The application of the latest Natural Language Processing breakthroughs in computational argumentation has shown promising results, which have raised the interest in this area of research. However, the available corpora with argumentative annotations are often limited to a very specific purpose or are not of adequate size to take advantage of state-of-the-art deep learning techniques (e.g., deep neural networks). In this paper, we present VivesDebate, a large, richly annotated and versatile professional debate corpus for computational argumentation research. The corpus has been created from 29 transcripts of a debate tournament in Catalan and has been machine-translated into Spanish and English.

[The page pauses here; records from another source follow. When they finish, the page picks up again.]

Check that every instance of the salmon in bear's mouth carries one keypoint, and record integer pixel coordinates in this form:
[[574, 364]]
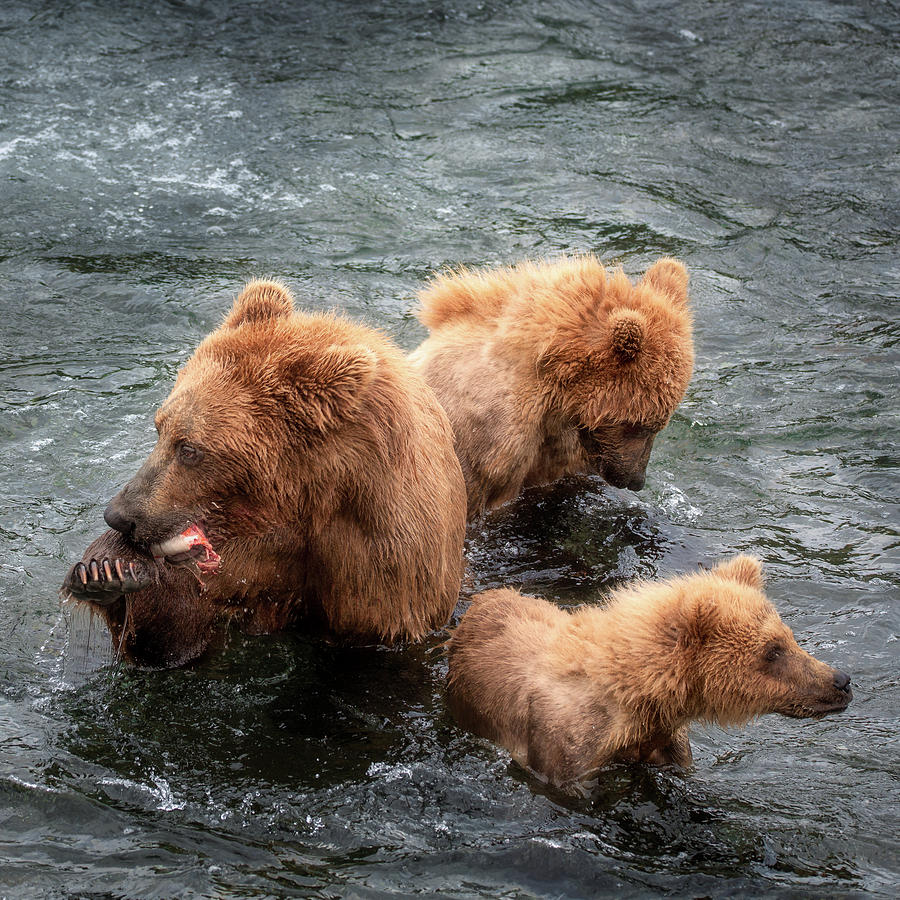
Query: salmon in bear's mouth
[[191, 543]]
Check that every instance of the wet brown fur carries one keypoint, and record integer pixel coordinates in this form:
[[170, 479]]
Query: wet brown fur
[[568, 692], [328, 485], [554, 368]]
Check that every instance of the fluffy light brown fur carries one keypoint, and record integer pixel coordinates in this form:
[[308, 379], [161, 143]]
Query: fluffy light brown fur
[[321, 470], [547, 369], [567, 692]]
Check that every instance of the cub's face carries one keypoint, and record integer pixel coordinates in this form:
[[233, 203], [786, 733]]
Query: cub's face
[[794, 682]]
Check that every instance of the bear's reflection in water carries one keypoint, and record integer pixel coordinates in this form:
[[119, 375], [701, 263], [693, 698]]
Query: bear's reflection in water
[[283, 709], [574, 540]]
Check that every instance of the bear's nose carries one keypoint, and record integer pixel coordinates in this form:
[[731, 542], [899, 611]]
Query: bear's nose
[[116, 518], [841, 680]]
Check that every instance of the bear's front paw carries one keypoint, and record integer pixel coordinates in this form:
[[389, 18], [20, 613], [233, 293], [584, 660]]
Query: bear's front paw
[[103, 581]]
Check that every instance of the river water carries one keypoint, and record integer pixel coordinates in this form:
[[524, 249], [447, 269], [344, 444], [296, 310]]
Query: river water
[[154, 156]]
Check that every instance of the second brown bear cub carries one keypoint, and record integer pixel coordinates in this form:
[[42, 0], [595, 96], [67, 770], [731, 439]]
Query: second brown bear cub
[[566, 693], [550, 369]]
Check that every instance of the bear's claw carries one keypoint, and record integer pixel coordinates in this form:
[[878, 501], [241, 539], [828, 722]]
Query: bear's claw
[[104, 581]]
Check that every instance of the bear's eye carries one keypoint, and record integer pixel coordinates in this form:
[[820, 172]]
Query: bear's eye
[[189, 455]]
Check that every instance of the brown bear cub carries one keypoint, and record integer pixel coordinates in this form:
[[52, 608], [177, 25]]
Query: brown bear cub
[[303, 472], [567, 692], [555, 368]]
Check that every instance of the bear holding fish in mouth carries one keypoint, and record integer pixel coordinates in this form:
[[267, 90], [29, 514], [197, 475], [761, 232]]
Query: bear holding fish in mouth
[[303, 473]]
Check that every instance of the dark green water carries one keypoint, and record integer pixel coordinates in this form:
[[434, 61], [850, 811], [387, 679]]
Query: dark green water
[[154, 156]]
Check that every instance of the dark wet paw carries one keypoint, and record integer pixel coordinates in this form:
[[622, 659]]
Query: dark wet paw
[[103, 581]]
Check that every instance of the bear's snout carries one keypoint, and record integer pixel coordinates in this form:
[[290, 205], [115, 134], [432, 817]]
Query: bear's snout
[[841, 682]]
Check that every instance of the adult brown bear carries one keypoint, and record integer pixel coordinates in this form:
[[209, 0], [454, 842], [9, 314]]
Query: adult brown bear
[[555, 368], [302, 472]]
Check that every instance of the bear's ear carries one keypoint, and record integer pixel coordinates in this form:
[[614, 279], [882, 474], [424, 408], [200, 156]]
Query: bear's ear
[[743, 569], [696, 621], [669, 277], [260, 301], [627, 328], [326, 387]]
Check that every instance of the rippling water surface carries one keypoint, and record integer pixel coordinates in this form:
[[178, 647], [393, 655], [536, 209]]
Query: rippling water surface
[[153, 156]]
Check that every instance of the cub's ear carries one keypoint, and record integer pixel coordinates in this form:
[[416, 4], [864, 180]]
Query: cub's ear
[[627, 328], [743, 569], [696, 622], [260, 301], [325, 387], [669, 277]]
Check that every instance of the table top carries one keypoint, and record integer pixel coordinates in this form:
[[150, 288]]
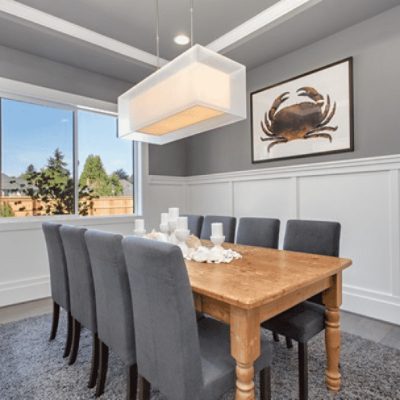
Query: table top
[[261, 275]]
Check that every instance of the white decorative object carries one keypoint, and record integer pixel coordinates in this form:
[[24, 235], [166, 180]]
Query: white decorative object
[[173, 213], [182, 223], [197, 91], [217, 229], [181, 236], [164, 218], [139, 228]]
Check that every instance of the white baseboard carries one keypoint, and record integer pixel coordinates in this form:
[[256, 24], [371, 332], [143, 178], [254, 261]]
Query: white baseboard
[[24, 290]]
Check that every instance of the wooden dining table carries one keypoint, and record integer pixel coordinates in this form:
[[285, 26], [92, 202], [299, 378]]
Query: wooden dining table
[[260, 285]]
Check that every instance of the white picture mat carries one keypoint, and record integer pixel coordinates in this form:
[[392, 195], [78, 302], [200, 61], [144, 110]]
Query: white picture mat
[[333, 81]]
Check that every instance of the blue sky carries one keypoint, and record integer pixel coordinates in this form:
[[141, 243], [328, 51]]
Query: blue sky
[[31, 133]]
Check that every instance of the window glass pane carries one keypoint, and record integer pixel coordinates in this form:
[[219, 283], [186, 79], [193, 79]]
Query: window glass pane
[[36, 160], [105, 166]]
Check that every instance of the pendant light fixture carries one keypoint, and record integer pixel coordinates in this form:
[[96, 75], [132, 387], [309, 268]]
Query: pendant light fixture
[[197, 91]]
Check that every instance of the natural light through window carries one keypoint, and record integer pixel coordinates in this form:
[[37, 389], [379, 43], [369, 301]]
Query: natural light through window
[[37, 163]]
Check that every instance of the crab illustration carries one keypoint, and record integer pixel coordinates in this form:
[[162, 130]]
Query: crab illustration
[[306, 120]]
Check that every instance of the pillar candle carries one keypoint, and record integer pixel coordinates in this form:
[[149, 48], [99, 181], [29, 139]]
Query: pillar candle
[[216, 229], [139, 224]]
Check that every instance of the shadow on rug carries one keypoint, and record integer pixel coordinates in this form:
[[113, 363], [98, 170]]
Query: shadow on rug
[[31, 368]]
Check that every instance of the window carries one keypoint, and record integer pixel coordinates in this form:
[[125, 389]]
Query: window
[[105, 165], [44, 148]]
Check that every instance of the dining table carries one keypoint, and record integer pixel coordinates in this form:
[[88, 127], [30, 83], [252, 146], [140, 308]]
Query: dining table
[[263, 283]]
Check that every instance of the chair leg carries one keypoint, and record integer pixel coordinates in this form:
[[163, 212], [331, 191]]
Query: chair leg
[[95, 362], [68, 342], [265, 384], [289, 343], [303, 371], [76, 335], [144, 390], [103, 366], [54, 324], [132, 382]]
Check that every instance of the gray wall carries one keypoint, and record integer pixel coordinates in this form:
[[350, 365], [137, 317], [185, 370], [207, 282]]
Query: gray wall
[[40, 71], [374, 44]]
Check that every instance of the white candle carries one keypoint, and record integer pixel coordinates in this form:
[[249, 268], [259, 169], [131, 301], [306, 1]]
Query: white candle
[[173, 213], [164, 218], [139, 224], [182, 223], [216, 229]]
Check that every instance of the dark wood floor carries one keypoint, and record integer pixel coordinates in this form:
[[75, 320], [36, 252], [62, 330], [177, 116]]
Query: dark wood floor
[[377, 331]]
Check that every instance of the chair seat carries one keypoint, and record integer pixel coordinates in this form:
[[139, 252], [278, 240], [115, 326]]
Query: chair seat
[[218, 366], [300, 323]]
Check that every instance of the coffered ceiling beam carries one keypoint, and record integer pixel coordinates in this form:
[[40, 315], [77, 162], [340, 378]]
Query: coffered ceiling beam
[[48, 21], [262, 22]]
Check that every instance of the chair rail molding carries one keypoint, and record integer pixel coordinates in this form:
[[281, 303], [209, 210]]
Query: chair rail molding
[[362, 194]]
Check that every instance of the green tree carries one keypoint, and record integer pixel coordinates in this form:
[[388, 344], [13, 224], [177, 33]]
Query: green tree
[[52, 188], [122, 174], [94, 176], [6, 210]]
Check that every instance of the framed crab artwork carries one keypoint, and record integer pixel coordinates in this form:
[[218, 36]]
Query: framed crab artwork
[[310, 114]]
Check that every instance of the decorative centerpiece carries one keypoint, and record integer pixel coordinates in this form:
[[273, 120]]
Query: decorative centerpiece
[[174, 229]]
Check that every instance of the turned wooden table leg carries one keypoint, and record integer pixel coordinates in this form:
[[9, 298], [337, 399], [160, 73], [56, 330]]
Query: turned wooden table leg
[[245, 349], [332, 300]]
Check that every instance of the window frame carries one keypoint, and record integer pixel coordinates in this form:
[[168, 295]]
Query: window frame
[[136, 158]]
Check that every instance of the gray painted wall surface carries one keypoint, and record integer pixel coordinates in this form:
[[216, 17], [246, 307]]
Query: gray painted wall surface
[[374, 44], [40, 71]]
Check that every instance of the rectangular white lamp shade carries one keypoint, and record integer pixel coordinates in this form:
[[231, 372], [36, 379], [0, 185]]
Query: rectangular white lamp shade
[[198, 91]]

The annotation contains argumentative propositions, argumentative relations, debate interactions and professional evaluations of the arguments and argumentation. The presented corpus can be useful for research on a heterogeneous set of computational argumentation underlying tasks such as Argument Mining, Argument Analysis, Argument Evaluation or Argument Generation, among others. All this makes VivesDebate a valuable resource for computational argumentation research within the context of massive corpora aimed at Natural Language Processing tasks.